Restent alors deux possibilités :
- Soit ces « gourous de l’économie qui nous prennent pour des imbéciles », pour reprendre les mots de Bernard Maris[6], sont effectivement complètement déconnectés de la réalité (encore une fois, de la même manière que la nomenklatura soviétique à quelques semaines de la chute de l’URSS) et en conséquence lancés dans une fuite en avant digne des Shadocks : si le pompage ne marche pas, c’est que nous avons pas assez pompé.
- Soit, plus probable mais pire encore, l’approche du FMI et de ses complices des institutions européennes, relève d’une stratégie cynique et clairement établie. Confirmant la théorie de Naomi Klein[7], il s’agirait sciemment de démanteler toute forme de solidarité collective et de réduire l’Etat à sa plus simple expression pour que vienne le règne de la tyrannie du marché, qui ne serait qu’une nouvelle forme de totalitarisme (lire Le Totalitarisme néolibéral) qui, comme tous les totalitarismes, ne pourrait dégénérer qu’en un régime au service d’une ploutocratie guidée uniquement par la cupidité[8].
PS : au moment où je termine ces lignes je viens d’entendre Jean-Marc Sylvestre proclamer fièrement sur I-télé : « Le juge de paix de l’élection sera évidemment le marché » (I-télé, 04/04/2012). Cela se passe de commentaire : vous voulez parler de démocratie et de république ?
Origine de l'image : http://sitt.wordpress.com/2011/08/26/grece-la-version-europeenne-de-la-doctrine-du-choc/
[1] 150 000 postes de fonctionnaires vont être supprimés en 5 ans. Le salaire moyen des fonctionnaires passe de 1976€ en 2009 à 1185 euros en 2014 (-40% !). Celui du privé tombera de 1164 euros en 2012 à 990 euros en 2014, le SMIC baissant de 22%, à 586 euros, et même de 32% pour les jeunes, à 511 euros. Source : Laurent Pinsolle, Grèce : l’Europe achète du temps, blog gaulliste libre ; 22/02/2012.
[2] Hervé Nathan, Euro : la guerre des rentiers contre les citoyens, Marianne, 17 juillet 2011.
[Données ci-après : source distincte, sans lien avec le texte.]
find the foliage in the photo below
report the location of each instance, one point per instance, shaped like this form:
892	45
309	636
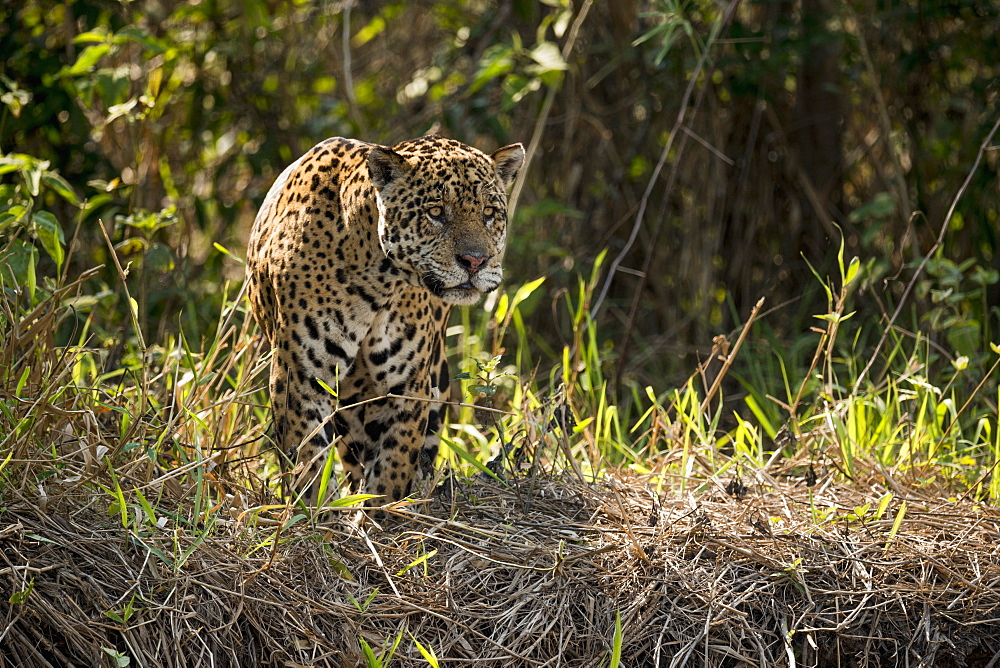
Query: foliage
137	140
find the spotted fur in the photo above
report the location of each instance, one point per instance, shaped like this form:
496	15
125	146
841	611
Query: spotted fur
354	260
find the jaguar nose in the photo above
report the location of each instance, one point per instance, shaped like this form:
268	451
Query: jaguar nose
472	261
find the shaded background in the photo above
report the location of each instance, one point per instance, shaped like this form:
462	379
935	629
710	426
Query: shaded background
783	126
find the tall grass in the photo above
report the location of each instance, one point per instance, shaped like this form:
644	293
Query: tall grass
171	434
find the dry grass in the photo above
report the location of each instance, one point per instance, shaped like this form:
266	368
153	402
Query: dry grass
532	573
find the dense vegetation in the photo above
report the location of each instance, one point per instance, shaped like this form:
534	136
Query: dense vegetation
687	158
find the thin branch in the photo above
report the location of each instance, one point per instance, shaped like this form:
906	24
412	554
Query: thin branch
543	116
923	263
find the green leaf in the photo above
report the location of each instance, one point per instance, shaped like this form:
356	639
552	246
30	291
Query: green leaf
417	562
55	181
49	232
17	265
852	270
370	659
99	34
548	56
19	597
427	653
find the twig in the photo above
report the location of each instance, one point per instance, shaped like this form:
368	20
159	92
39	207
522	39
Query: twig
732	355
644	202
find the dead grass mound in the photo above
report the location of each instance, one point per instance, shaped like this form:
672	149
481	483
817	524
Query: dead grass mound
532	573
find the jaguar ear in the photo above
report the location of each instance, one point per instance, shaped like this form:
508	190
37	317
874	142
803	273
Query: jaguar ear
385	166
508	161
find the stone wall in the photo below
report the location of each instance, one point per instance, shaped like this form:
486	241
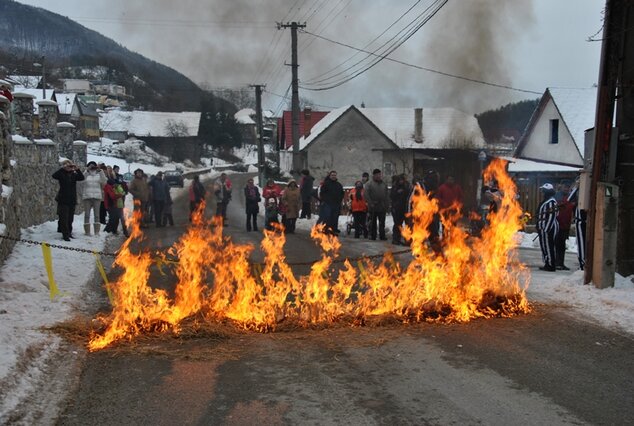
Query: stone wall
26	165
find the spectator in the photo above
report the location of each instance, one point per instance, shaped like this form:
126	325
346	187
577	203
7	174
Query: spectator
331	197
114	199
292	201
431	182
450	196
359	209
252	202
167	211
103	211
270	212
222	191
160	190
306	190
67	176
399	196
140	194
196	195
6	92
376	195
92	196
547	227
565	211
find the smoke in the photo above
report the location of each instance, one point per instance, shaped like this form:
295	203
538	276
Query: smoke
230	44
476	39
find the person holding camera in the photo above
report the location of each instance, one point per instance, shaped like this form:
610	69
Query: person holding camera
67	176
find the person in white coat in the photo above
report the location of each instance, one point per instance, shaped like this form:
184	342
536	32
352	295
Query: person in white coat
92	195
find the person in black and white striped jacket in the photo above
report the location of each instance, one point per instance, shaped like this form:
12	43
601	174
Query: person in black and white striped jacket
547	226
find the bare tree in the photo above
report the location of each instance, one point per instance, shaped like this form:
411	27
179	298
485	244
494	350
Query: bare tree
176	128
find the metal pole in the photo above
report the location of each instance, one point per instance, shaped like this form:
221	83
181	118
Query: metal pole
43	79
603	125
297	159
258	119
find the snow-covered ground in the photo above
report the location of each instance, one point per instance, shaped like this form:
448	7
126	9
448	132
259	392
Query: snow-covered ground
26	307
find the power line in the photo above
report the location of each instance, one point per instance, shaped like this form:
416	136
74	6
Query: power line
315	79
390	49
176	22
446	74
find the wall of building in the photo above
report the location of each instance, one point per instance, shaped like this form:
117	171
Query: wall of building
26	165
350	146
176	148
538	146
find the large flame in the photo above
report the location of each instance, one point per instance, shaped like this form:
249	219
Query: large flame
464	278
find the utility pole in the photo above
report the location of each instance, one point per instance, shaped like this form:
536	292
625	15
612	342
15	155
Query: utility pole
258	119
625	149
602	224
297	159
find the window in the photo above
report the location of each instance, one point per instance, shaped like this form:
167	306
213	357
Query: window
554	131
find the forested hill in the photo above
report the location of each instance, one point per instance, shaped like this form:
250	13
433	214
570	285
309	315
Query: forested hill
73	51
508	121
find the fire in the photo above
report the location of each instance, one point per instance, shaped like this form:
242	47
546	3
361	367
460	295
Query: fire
459	279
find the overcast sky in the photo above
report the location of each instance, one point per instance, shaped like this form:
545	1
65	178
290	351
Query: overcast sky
524	44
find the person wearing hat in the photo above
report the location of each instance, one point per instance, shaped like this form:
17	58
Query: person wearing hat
92	195
376	195
565	213
160	194
547	227
67	176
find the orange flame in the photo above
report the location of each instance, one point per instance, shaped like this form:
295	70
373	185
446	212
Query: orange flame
457	278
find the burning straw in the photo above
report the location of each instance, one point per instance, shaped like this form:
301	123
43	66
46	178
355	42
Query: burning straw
470	278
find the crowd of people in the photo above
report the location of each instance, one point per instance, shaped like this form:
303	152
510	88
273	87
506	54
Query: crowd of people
102	191
557	212
368	202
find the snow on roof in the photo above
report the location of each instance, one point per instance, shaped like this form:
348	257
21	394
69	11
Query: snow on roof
519	165
65	102
147	123
443	128
37	96
25	81
321	125
244	116
578	109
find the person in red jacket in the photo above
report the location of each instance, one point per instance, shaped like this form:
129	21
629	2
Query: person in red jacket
449	195
4	91
359	208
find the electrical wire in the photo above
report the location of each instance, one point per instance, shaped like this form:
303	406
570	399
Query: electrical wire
446	74
315	78
434	9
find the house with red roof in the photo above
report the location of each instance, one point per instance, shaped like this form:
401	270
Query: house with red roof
307	120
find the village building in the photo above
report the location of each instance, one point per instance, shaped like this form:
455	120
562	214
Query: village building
172	134
555	144
410	141
307	120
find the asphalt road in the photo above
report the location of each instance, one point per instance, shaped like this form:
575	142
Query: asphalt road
546	368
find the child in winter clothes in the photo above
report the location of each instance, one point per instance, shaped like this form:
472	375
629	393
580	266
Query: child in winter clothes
167	210
270	212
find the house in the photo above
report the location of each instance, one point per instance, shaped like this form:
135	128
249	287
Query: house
555	132
86	120
76	86
307	120
553	147
412	141
248	127
173	134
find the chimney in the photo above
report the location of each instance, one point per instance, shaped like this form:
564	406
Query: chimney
418	125
307	123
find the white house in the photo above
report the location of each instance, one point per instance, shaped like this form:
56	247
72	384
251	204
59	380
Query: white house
408	141
555	132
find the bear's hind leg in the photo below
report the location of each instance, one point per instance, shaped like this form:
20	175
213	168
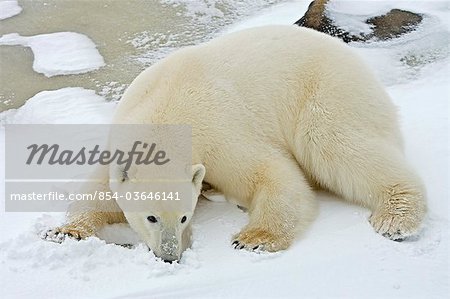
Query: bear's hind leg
372	173
283	204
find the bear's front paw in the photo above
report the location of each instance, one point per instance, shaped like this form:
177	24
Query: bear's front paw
260	239
59	234
393	226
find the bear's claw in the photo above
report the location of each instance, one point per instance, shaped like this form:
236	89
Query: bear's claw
393	227
58	235
259	240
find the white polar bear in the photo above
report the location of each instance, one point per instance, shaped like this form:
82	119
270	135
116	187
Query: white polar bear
274	110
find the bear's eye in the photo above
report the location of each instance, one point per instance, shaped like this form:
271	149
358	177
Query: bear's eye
152	219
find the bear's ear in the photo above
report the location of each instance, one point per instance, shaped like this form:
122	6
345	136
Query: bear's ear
198	173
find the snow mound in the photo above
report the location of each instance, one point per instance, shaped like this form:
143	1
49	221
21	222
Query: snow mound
9	8
71	105
60	53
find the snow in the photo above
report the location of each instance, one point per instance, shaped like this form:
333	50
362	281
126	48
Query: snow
71	105
60	53
339	257
9	8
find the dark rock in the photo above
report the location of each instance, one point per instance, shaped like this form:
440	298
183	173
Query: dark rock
393	24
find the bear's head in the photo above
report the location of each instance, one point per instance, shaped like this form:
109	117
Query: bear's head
164	225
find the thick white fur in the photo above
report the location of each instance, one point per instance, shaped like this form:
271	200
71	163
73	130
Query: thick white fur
275	110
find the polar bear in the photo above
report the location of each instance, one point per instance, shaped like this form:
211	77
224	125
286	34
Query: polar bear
275	111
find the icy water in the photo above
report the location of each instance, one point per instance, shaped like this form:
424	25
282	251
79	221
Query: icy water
130	35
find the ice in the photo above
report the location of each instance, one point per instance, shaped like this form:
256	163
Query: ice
9	8
60	53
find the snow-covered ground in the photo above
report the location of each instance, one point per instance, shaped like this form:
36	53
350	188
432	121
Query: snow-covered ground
60	53
339	257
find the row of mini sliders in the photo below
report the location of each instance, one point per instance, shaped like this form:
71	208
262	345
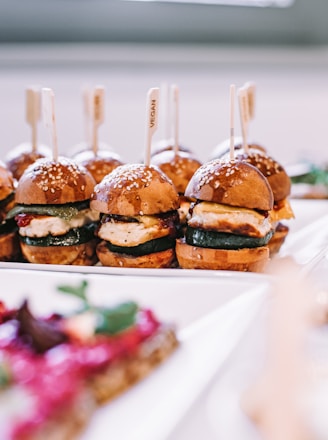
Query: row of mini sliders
139	214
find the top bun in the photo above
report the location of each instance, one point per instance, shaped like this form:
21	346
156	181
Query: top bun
166	145
54	182
275	173
6	181
22	156
179	167
135	189
223	148
100	164
234	183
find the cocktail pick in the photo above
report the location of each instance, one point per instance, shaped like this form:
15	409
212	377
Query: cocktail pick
49	118
33	113
244	115
97	115
232	121
175	101
151	120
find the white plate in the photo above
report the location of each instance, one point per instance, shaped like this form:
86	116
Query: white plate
302	244
180	300
208	331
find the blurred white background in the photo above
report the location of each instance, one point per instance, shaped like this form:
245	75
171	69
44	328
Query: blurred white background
291	94
131	46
[3] Laurent Pinsolle, La crise de l’euro s’offre un répit, blog gaulliste libre, 14/03/2012.
[4] Sur le sujet lire Cette crise qui vient.
[5] Roberto Lavagna, Nous avons sauve les gens plutôt que les banques, Libération, 19/02/2012 ; et Maurice Lemoine, Face aux créanciers, effronterie argentine et frilosité grecque, Le Monde diplomatique, avril 2012.
[6] Bernard Maris, Lettre ouverte aux gourous de l’économie qui nous prennent pour des imbéciles, Points 2003. Ma fiche sur cet ouvrage : http://loeildebrutus.over-blog.com/article-lettre-ouverte-aux-gourous-de-l-economie-qui-nous-prennent-pour-des-imbeciles-90310262.html
[7] Naomi Klein, La stratégie du choc.